She Never Came.. But Change Came...

Seconds passed.. They were like Hours...
Minutes passed... They were like Days...
An Hour passed ... It was like an Hundred years....

She never came... After 2 years i was meeting her...
It was humiliating .... It was hurting ... Felt insecure... Felt let down... Next What....

Waiting in that Chinese Restaurant i had ordered a special dinner with a candle light on the table... 


To impress her after my 2 years of foreign stay...even though i did not have much money :-) Not only i was waiting ..  even the waiters were... They felt more sad than me I guess... When leaving the restaurant with heavy heart... I did not know that will change my life...

If She would have come i would have been a married man with three kids and supporting her and family....But today I support my One world Family...


This is not one case... Many times in Life many things happen which are uncomfortable... But we donot realize it may be a good change in Life....




When I changed 9 industries in my work Life...and was wondering what is happening...
When I could not study further due to financial reasons... and felt very sad...
When I lost everything in my business...and had to start all again...
When I lost my job abroad...and stood not knowing what to do ???
When I fell every time in my relationships... not knowing how to raise....

If I would have studied more.. I may be in some foreign country managing few minds...Now I am being managed by God...and manage my own mind..

If I would have earned more.. I would have been busy spending them somewhere in this world...Today I have earned more Love from my Master.. and spend it as much as possible.. But the world comes to me to receive it...

If I would have married .. I would have been living for them...Today I live for everyone around me...and for this One World Family....

If I would have been successful in my business.. I would have employed few hundreds or thousands..  But today I am proud that I teach all the business men how to live ....

If I would have been in one industry... I would have never had the versatile experience that i have today...

Every thing happened in my Life Good or Bad (as it was perceived) ... Changed my Life... But only for Good... 

Deciding a goal and working for it is one thing...  But taking things as it is coming and flowing with Life is something.. Special.. 

That is the Goal of Life...I am Grateful for what has happened.. Not Knowing what will happen next moment... To Live in that...and Flow with it ... To work as an Instrument of my Master...Haa... It is Beautiful...
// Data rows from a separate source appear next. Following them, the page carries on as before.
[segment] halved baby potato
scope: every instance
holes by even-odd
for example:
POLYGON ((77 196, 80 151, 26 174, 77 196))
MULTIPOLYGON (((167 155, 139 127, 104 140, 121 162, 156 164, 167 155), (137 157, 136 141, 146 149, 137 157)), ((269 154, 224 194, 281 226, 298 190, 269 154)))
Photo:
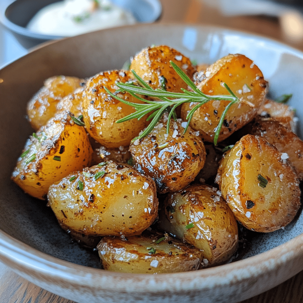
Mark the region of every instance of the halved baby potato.
POLYGON ((201 252, 171 238, 152 235, 105 237, 97 246, 105 269, 134 274, 195 270, 201 252))
POLYGON ((35 131, 45 125, 57 112, 57 104, 63 97, 83 87, 83 79, 77 77, 56 76, 47 79, 44 85, 27 104, 27 117, 35 131))
MULTIPOLYGON (((222 141, 236 130, 251 121, 264 102, 266 82, 262 72, 253 62, 243 55, 230 54, 207 68, 204 78, 197 87, 203 93, 211 95, 229 95, 226 83, 239 98, 231 105, 225 117, 218 142, 222 141)), ((190 125, 200 132, 205 141, 214 141, 215 132, 222 113, 230 101, 210 101, 195 111, 190 125)), ((181 117, 186 119, 188 114, 197 104, 185 103, 181 117)))
POLYGON ((272 231, 294 218, 301 191, 287 158, 264 139, 250 135, 224 157, 219 172, 222 195, 246 228, 272 231))
POLYGON ((51 184, 89 165, 92 153, 84 128, 63 112, 27 140, 12 179, 25 192, 45 200, 51 184))
POLYGON ((85 235, 139 235, 158 216, 151 178, 112 161, 70 174, 48 197, 61 227, 85 235))
POLYGON ((202 267, 226 262, 236 251, 237 221, 215 188, 194 185, 168 195, 159 217, 162 229, 203 251, 202 267))
POLYGON ((198 132, 186 122, 171 121, 166 134, 167 116, 148 135, 129 146, 134 168, 150 176, 161 193, 178 191, 195 179, 205 161, 205 148, 198 132))

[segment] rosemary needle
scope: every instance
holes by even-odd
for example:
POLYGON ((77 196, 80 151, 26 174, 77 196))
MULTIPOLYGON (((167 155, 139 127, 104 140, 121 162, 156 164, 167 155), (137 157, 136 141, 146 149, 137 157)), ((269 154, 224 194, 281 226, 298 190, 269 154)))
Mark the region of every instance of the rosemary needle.
POLYGON ((108 89, 105 88, 106 92, 112 97, 122 103, 132 107, 136 111, 135 112, 116 121, 116 123, 124 122, 135 118, 139 120, 146 115, 149 114, 146 120, 147 121, 151 120, 151 122, 148 126, 138 137, 132 140, 132 142, 133 142, 135 140, 141 139, 149 134, 159 122, 164 113, 168 112, 168 123, 166 126, 166 133, 168 134, 169 130, 169 122, 171 116, 173 116, 174 118, 175 117, 175 111, 176 108, 183 103, 197 103, 196 105, 188 113, 186 117, 188 122, 184 129, 184 132, 185 133, 195 112, 200 106, 211 100, 230 101, 230 102, 222 113, 218 126, 216 128, 214 143, 215 145, 216 145, 226 112, 233 104, 239 102, 239 98, 225 83, 224 84, 224 86, 230 95, 211 96, 204 94, 175 63, 171 61, 170 61, 170 63, 179 76, 193 91, 190 92, 181 88, 183 93, 172 92, 167 91, 165 89, 165 87, 162 89, 153 89, 144 82, 135 71, 132 70, 132 72, 134 77, 142 86, 136 86, 133 84, 121 82, 117 83, 117 85, 120 89, 119 91, 123 91, 127 92, 132 96, 145 103, 143 104, 137 103, 126 101, 111 92, 108 89), (157 99, 153 100, 146 100, 138 96, 138 95, 154 97, 157 98, 157 99))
Today I would tell that girl that I am thankful for she not coming....:-) :-) :-)  
Today I am grateful to all those because of whom I changed .. I had to change...
Today I am grateful for all those incidents... because of which I changed.. I had to change...

Feel that Golden Hands... which is pushing to still go forward.. Flow with Life... Let Go.. You will Float.. Else you will sink... Still HE will save....

Are you waiting in a restaurant... Blow the candle lights off... And walk out.... You can make the change rather than waiting for the change... 
If you still want to wait... and She comes... Take her along with you and join us to create the change...The change to a better World...

Jaihind... Jaigurudev...

Comments

Karthika said…
So touching...and inspiring...somewhere each one of us can identify ourselves with above situations..you have opened it so beautifully...
karthika said…
All my life experience are good.because of that I can identify myself now...have to thank for many people. Thanks Prakash ji.
Unknown said…
exactly what i was thinking a few days back!! this is so true..!! and hence i never regret what happened! because of my master, my past has been a "Blessing in Disguise"!!

Wonderful words prakashji.. keep writing! :)
Vinay said…
Close to the Heart...People who have not gone through such things can start feeling the same....Great Wordings only by Prakash Anna...Hats Off!!!
Unknown said…
Oh! I can relate to it so well. Making the change again following your writings where you spoke of surrender to HIM as being the only way. Please guide people like me through such insights with Straight from the big mind. Many Thanks. Sharadha Srikanth.
I am reading this late...but really ur wait ached my heart:-)......I think waiting in love for the Divine is only worth...SUCH WAIT IS MORE ENCHANTING THAN LIBERATION...JAI GURU DEV!